Belajar Bijak di Era Medsos Lewat Budi Pekerti

Setelah TIFF, film ini kembali tayang di SXSW Sydney 2023, Taipei Golden Horse International Film Festival, The International Film Festival of India, The 39th Santa Barbara International Film Festival, dan di CinemAsia Festival 2024 pada Maret lalu.
Film dengan judul internasional Andragogy ini juga tayang di festival internasional dalam negeri yaitu Jakarta Film Week. Dengan kesuksesannya yang begitu besar film ini berhasil meraih 3 penghargaan Piala Citra 2023 dari 13 nominasi yang didapat.
Setelah melewati berbagai festival dan tayang di bioskop tanah air, film garapan Wregas Bhanuteja itu akhirnya resmi tayang di Netflix per tanggal 21 Maret 2024.
Keberhasilan film ini bukan hanya angin lewat belaka, Budi Pekerti membawa berbagai pesan moral kepada masyarakat agar lebih bijak dalam menggunakan teknologi.
Film ini mengangkat latar waktu saat di masa pandemi lalu, di mana hampir seluruh aktivitas manusia dilakukan dengan basis daring. Dari konteks inilah premis cerita bergerak menggunakan dampak negatif dari penyalahgunaan teknologi.
![]() |
Di zaman modern ini teknologi mengemban peran sentral dalam kelangsungan hidup manusia termasuk dalam penyebaran informasi. Media sosial memegang peranan penting karena hampir semua orang pasti memiliki setidaknya satu aplikasi media sosial dalam handphonenya.

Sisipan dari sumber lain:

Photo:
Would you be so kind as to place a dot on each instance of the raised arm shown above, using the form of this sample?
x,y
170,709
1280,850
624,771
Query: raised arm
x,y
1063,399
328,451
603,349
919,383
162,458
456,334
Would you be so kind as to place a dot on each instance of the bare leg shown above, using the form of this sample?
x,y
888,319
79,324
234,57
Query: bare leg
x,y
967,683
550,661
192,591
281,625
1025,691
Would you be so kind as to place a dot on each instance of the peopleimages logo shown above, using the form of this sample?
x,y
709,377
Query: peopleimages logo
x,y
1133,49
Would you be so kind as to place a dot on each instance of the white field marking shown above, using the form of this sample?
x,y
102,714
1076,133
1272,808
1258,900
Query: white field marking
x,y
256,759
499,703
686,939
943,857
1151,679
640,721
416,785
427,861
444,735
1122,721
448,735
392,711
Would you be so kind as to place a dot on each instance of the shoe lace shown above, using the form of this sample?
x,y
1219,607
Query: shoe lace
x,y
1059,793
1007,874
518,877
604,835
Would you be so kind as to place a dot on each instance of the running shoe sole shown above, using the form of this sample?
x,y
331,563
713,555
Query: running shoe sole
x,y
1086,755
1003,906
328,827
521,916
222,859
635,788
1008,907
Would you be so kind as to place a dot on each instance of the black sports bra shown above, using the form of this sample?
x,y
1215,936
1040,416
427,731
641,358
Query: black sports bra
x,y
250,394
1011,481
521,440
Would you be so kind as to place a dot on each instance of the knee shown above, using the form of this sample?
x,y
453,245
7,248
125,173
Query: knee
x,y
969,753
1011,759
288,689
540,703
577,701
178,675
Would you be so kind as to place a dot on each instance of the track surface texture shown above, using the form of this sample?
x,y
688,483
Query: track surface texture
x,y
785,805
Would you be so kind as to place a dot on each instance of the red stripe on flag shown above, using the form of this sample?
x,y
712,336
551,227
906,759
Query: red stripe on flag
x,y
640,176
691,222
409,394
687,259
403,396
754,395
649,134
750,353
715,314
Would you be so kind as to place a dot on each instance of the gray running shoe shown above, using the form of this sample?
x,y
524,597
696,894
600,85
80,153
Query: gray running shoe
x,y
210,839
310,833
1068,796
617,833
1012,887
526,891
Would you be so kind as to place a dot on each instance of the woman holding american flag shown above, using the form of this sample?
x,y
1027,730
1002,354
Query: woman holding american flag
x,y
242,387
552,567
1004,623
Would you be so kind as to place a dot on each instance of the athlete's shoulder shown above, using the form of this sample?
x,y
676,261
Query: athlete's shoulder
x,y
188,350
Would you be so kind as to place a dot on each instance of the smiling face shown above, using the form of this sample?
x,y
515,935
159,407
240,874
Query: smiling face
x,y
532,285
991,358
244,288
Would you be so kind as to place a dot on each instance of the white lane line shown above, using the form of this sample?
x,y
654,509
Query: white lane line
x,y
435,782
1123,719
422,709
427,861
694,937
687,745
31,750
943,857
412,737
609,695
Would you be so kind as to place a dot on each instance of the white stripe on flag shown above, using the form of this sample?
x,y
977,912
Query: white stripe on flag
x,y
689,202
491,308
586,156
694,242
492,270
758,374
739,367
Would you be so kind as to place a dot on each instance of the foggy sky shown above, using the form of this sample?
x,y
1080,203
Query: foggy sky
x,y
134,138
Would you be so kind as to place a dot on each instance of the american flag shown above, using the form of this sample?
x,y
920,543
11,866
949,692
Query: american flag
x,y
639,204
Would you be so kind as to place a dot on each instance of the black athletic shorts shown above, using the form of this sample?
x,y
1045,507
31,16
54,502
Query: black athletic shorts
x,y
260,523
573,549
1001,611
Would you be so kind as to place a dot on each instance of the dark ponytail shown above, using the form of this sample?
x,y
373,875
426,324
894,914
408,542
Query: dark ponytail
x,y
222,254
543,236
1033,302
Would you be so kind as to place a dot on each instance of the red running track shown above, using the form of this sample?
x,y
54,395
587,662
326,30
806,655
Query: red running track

Hal ini lah yang berusaha di sampaikan di film ini, media sosial yang harusnya membantu memudahkan penyebaran informasi disalahgunakan untuk menyebarkan hoaks demi kepentingan sebagian pihak.
Film ini juga membuat sarkasme kepada ekosistem media sosial yang kerap kali mengulang pola yang sama. Membuat kesalahan, viral, klarifikasi, lalu mengulang kembali.
Tentunya konteks ini terasa sangat dekat bagi kita yang bahkan membaca tulisan ini menggunakan teknologi. Budi Pekerti berhasil menciptakan atmosfer realis yang dimana semua orang bisa merasakan hal ini secara nyata.
Berbagai aspek sosial turut mempertajam isu ini dari ekomomi keluarga Bu Prani (Sha Ine Febryanti), pekerjaan Muklas (Angga Yunanda), keseharian Tita (Prilly Latuconsina), Penyakit Didit (Dwi Sasono), dan pekerjaan Bu Prani sebagai guru BK yang memegang peranan kunci pada film ini.
![]() |
Penggunaan konsep guru BK yang diikat dengan isu pencemaran nama baik yang akhirnya menghambat pekerjaannya menjadi warna yang menarik dalam film ini. Hal ini juga yang mengajarkan bahwa inti dari segala permasalahan isu digital ini harusnya dientaskan dengan penanaman moral sedini mungkin untuk menciptakan pemikiran yang bermoral.
Adanya penggunaan skoring dan shot-shot yang mengintimidasi juga menambahkan dramatisasi cerita di film ini. Penonton akan merasakan emosi yang naik turun secara konstan dan merasa terintimidasi berkat dari audio dan visualnya.
Keputusan syuting di daerah Jogja juga menambahkan rasa lokalitas yang tertanam di benak penontonnya. Penggunaan bahasa Jawa yang terkadang 'misuh' juga menambah ketegangan emosi pada adegan tertentu.
Dengan intensitas rasa bersalah dan emosi yang dihajar terus menerus di setiap pergantian scene akhirnya membuat penonton merasakan ketegangan sesungguhnya. Film ini berhasil memvisualisasikan kengerian masih yang tercipta hanya dengan benda yang kita bawa setiap harinya, handphone.
Di luar berbagai kekurangan kekurangan seperti karakter building di film ini, film ini berhasil meyakinkan penonton atas setiap karakter yang membawa pesan agar masyarakat semakin bijak dalam menggunakan teknologi.
Walaupun segala pekerjaan telah dibantu oleh AI, kita sebagai manusia punya hal yang tidak dimiliki AI dan harus tetap dipergunakan, yaitu kecerdasan moral.
Kita juga diajarkan untuk tidak tergesa-gesa untuk mengambil keputusan karena dengan media sosial, apapun yang kita lakukan bisa berbalik arah melawan ke kita sendiri.